A swarm produces N graded branches; someone has to fold them back together. The article’s rule: the lead is the integration layer — workers never merge their own work. scripts/swarm/integrate.js (#581) is that single integrator.

node scripts/swarm/integrate.js order     --plan plan.json [--results-dir <dir>] [--grade-results <dir>]
node scripts/swarm/integrate.js integrate --plan plan.json [--results-dir <dir>] [--grade-results <dir>] [--target <branch>] \
                                          [--test-cmd <cmd>] [--strategy merge-commit|squash] [--dry-run] [--finalize]

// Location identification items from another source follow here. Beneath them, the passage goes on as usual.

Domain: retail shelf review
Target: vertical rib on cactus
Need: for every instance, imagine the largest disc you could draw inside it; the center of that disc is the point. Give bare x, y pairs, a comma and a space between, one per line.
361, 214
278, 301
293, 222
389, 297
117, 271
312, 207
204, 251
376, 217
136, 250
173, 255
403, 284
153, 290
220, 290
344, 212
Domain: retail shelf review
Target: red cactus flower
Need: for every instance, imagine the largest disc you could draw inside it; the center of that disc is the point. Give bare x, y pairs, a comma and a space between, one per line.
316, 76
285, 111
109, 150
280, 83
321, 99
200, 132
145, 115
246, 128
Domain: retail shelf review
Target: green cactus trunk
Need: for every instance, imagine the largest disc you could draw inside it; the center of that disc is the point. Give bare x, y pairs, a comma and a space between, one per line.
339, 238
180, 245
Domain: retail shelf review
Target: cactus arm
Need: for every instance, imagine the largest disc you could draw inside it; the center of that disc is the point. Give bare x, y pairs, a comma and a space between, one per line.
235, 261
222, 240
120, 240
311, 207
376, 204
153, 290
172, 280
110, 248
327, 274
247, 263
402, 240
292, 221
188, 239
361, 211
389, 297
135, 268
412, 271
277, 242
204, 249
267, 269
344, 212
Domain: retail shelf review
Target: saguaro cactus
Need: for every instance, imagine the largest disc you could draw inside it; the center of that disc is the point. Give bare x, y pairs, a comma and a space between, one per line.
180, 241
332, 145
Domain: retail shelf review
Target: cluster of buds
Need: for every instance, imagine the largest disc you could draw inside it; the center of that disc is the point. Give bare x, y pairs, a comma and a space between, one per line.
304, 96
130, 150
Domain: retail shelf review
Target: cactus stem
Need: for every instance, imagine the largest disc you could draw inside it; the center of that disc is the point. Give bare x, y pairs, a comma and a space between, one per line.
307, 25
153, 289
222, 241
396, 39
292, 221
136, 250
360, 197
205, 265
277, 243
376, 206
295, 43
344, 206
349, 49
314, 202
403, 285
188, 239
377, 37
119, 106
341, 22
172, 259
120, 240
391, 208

Collect the integrable branches — workers the #579 result gate marked eligible, minus any the #580 grader scored sub-bar (held needs-attention via --grade-results, not merged). Ineligible workers are reported and skipped; ungraded branches pass through on their gate verdict (no-op when grading wasn’t run).
Order them by the #577 depends_on graph (Kahn topological sort), never arbitrary order. A branch whose dependency did not pass is held; a cycle blocks integration outright.
Merge each branch, in order, into the integration branch (the one set by warp session start <branch>). After every merge the full test suite runs; a failure halts before the next branch. A merge conflict halts and is aborted cleanly — surfaced for human resolution, never auto-resolved.
Ship with --finalize (or run warp finalize yourself): the existing ship path rebases the integration branch onto main and merges/PRs it. cdfork output flows into the established mechanism, not a new one.

Workers never merge to the integration target. The integrator is the sole writer of the integration branch; worker sessions only push their own feature branches. One bad branch can’t pile up into the others — it’s held or halted on, not silently folded in.